Friedman Industries (FRD) Q2 2025 earnings summary
Event summary combining transcript, slides, and related documents.
Q2 2025 earnings summary
13 Jun, 2025Executive summary
Net sales for the six months ended September 30, 2024, were $221.3 million, down from $268.0 million year-over-year, driven by lower sales volume and average selling prices in both segments.
Net earnings for the six months were $1.9 million, a sharp decline from $11.2 million in the prior year period, reflecting margin compression and lower demand.
Q2 FY2024 reported net loss of $0.7 million on sales of $106.8 million, compared to net earnings of $3.5 million on $130.7 million sales in Q2 FY2023.

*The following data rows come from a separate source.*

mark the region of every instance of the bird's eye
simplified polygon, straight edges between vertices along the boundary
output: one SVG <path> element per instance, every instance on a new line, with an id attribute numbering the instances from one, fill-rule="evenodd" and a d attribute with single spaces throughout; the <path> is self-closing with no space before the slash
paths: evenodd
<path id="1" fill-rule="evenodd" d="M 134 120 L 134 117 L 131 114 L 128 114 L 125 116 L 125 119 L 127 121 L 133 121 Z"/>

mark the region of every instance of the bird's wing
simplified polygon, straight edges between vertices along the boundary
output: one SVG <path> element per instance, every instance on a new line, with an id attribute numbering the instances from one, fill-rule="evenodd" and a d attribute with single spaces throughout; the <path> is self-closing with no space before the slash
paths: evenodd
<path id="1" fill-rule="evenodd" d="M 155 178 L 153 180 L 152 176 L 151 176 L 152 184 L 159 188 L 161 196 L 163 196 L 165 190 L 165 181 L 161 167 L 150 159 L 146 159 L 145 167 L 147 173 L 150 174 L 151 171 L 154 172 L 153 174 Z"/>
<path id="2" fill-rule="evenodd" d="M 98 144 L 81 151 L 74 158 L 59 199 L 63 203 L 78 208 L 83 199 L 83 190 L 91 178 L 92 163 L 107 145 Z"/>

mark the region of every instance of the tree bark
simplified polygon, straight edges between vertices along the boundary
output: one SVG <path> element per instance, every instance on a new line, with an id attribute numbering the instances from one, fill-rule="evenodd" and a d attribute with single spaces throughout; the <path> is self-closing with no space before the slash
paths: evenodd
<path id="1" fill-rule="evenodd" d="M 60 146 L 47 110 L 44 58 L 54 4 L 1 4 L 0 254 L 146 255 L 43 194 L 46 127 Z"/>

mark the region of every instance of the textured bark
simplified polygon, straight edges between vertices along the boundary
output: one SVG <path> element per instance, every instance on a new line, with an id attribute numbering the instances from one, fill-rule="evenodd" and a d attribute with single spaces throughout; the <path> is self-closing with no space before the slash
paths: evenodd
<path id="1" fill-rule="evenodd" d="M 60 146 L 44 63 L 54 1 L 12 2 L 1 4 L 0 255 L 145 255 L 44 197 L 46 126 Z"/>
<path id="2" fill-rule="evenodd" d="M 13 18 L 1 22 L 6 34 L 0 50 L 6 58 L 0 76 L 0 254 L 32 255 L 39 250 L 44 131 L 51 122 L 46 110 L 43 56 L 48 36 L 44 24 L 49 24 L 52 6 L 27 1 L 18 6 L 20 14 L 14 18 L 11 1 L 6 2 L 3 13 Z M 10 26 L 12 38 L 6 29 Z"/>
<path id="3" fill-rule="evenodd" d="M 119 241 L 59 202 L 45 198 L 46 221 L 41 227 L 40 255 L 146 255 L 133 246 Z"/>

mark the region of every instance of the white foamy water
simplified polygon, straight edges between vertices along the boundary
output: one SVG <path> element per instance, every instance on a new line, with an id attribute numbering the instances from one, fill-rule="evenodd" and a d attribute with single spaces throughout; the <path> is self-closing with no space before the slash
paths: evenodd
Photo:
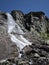
<path id="1" fill-rule="evenodd" d="M 22 36 L 24 32 L 21 30 L 19 25 L 15 23 L 13 17 L 9 13 L 7 13 L 7 17 L 8 34 L 10 35 L 12 42 L 14 42 L 17 45 L 17 47 L 19 47 L 20 50 L 22 50 L 26 45 L 31 45 L 31 43 Z M 17 34 L 19 34 L 18 36 L 20 37 L 21 40 L 19 40 L 14 34 L 11 34 L 12 32 L 16 32 Z"/>

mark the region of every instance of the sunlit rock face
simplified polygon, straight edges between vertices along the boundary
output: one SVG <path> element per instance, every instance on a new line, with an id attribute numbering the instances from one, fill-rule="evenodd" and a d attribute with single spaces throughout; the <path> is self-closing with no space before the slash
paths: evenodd
<path id="1" fill-rule="evenodd" d="M 8 35 L 8 24 L 6 13 L 0 12 L 0 60 L 18 56 L 17 46 Z"/>
<path id="2" fill-rule="evenodd" d="M 26 29 L 31 30 L 31 27 L 37 32 L 47 31 L 47 21 L 45 13 L 43 12 L 30 12 L 25 15 Z"/>

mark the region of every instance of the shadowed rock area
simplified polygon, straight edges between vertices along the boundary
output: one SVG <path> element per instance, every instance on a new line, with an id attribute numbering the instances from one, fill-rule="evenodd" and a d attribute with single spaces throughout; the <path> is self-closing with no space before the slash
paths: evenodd
<path id="1" fill-rule="evenodd" d="M 10 14 L 15 24 L 18 24 L 24 32 L 24 34 L 17 33 L 17 26 L 15 26 L 14 31 L 11 32 L 20 42 L 26 43 L 26 46 L 21 51 L 19 51 L 15 42 L 11 40 L 8 33 L 8 16 L 6 13 L 7 12 L 0 11 L 0 64 L 48 65 L 49 18 L 45 13 L 39 11 L 24 14 L 20 10 L 11 11 Z M 32 44 L 27 45 L 27 42 L 21 39 L 21 35 Z M 21 57 L 19 57 L 19 53 Z"/>

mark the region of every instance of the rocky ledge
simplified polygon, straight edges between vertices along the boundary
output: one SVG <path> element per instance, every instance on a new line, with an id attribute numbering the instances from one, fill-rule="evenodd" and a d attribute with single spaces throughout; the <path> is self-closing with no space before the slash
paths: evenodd
<path id="1" fill-rule="evenodd" d="M 20 38 L 22 35 L 25 40 L 31 42 L 21 50 L 21 46 L 17 46 L 11 40 L 8 33 L 7 12 L 0 11 L 0 64 L 1 65 L 48 65 L 49 64 L 49 18 L 44 12 L 29 12 L 24 14 L 20 10 L 11 11 L 11 16 L 18 24 L 24 34 L 19 33 L 15 26 L 11 32 L 16 38 L 22 42 L 26 42 Z M 14 25 L 15 25 L 14 24 Z M 13 24 L 10 26 L 14 26 Z M 19 28 L 18 27 L 18 28 Z M 10 27 L 11 31 L 11 27 Z M 14 38 L 13 38 L 14 39 Z M 17 40 L 17 41 L 18 41 Z M 16 41 L 16 43 L 17 43 Z M 19 47 L 19 48 L 18 48 Z M 21 57 L 19 57 L 19 53 Z"/>

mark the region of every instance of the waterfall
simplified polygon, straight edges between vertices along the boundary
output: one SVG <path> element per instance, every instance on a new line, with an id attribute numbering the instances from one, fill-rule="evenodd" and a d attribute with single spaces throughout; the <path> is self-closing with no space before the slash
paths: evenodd
<path id="1" fill-rule="evenodd" d="M 11 41 L 14 42 L 20 50 L 22 50 L 26 45 L 31 45 L 31 43 L 22 36 L 24 32 L 21 30 L 20 26 L 15 23 L 13 17 L 9 13 L 6 14 L 8 18 L 8 34 L 10 35 Z M 20 37 L 21 40 L 19 40 L 14 34 L 11 34 L 12 32 L 19 34 L 18 37 Z"/>

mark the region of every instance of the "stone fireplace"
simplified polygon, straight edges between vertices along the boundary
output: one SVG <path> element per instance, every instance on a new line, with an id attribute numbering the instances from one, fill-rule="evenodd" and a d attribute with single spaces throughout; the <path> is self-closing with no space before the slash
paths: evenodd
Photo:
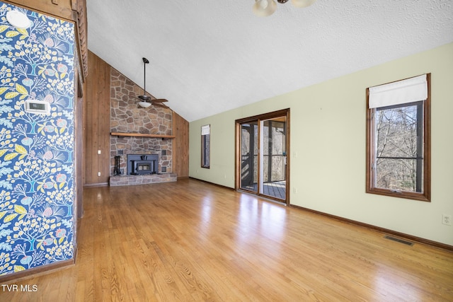
<path id="1" fill-rule="evenodd" d="M 128 154 L 128 175 L 138 175 L 159 173 L 159 155 L 157 154 Z"/>
<path id="2" fill-rule="evenodd" d="M 142 94 L 143 90 L 135 85 L 132 81 L 114 69 L 110 74 L 110 132 L 127 134 L 137 134 L 137 136 L 110 136 L 110 185 L 113 178 L 132 178 L 134 182 L 139 179 L 139 183 L 162 182 L 170 175 L 171 180 L 176 180 L 176 175 L 172 174 L 172 139 L 143 137 L 139 134 L 172 134 L 172 111 L 169 108 L 150 106 L 148 108 L 139 108 L 137 105 L 139 95 Z M 127 158 L 132 156 L 140 156 L 145 155 L 156 156 L 153 161 L 154 173 L 139 173 L 128 175 L 129 166 Z M 115 156 L 120 157 L 120 175 L 115 175 Z M 135 159 L 135 161 L 138 161 Z M 142 168 L 146 168 L 142 165 Z M 144 172 L 144 171 L 142 171 Z M 150 178 L 149 182 L 144 180 L 151 174 L 160 175 L 158 181 Z M 137 175 L 140 176 L 137 178 Z M 173 178 L 174 176 L 174 178 Z M 127 181 L 128 184 L 131 180 Z M 167 180 L 173 181 L 173 180 Z M 113 182 L 120 182 L 125 184 L 124 179 L 113 180 Z M 137 183 L 132 183 L 132 185 Z"/>

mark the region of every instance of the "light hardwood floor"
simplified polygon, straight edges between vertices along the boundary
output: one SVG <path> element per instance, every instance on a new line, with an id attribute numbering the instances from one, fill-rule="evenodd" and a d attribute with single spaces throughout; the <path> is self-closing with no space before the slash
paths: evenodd
<path id="1" fill-rule="evenodd" d="M 76 265 L 0 301 L 453 301 L 452 252 L 196 180 L 84 202 Z"/>

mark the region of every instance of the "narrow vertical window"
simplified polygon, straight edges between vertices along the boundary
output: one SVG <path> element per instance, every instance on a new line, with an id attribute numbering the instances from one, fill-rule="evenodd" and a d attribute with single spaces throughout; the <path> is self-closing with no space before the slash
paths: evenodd
<path id="1" fill-rule="evenodd" d="M 210 168 L 211 149 L 210 125 L 207 124 L 201 127 L 201 166 Z"/>
<path id="2" fill-rule="evenodd" d="M 430 76 L 367 88 L 367 193 L 430 201 Z"/>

Sales volume declined due to weaker demand and political uncertainty, with 121,500 tons of inventory sold and 18,000 tons of toll processing in Q2 FY2024.
Hedging activities contributed $5.6 million in gains for the six months, partially offsetting margin pressures.
Financial highlights
Six months ended September 30, 2024: Net sales $221.3 million (down 17% year-over-year), net earnings $1.9 million (down 83%), EPS $0.27 (vs. $1.52), and cash dividends declared per share $0.08.
Three months ended September 30, 2024: Net sales $106.8 million (down from $130.7 million), net loss of $0.7 million (vs. net income of $3.5 million), and adjusted gross profit of $18.0 million (16.9% of sales).
Operating cash flow for the six months was $4.7 million, compared to $(20.2) million in the prior year; Q2 operating cash flow was $10.8 million.
Working capital at September 30, 2024, was $111.7 million, with a current ratio of 4.1.
Debt reduced by 22% during the quarter; debt under the ABL facility was $35.9 million at quarter-end, with $104.7 million available.
Outlook and guidance
Sales volume for the third quarter of fiscal 2025 is expected to be slightly lower than the second quarter due to seasonal holiday impacts.
HRC prices remained stable entering Q3, with margins expected to remain challenged.
Management maintains a favorable long-term demand outlook and believes current cash, operations, and borrowing capacity are adequate for the next 12 months.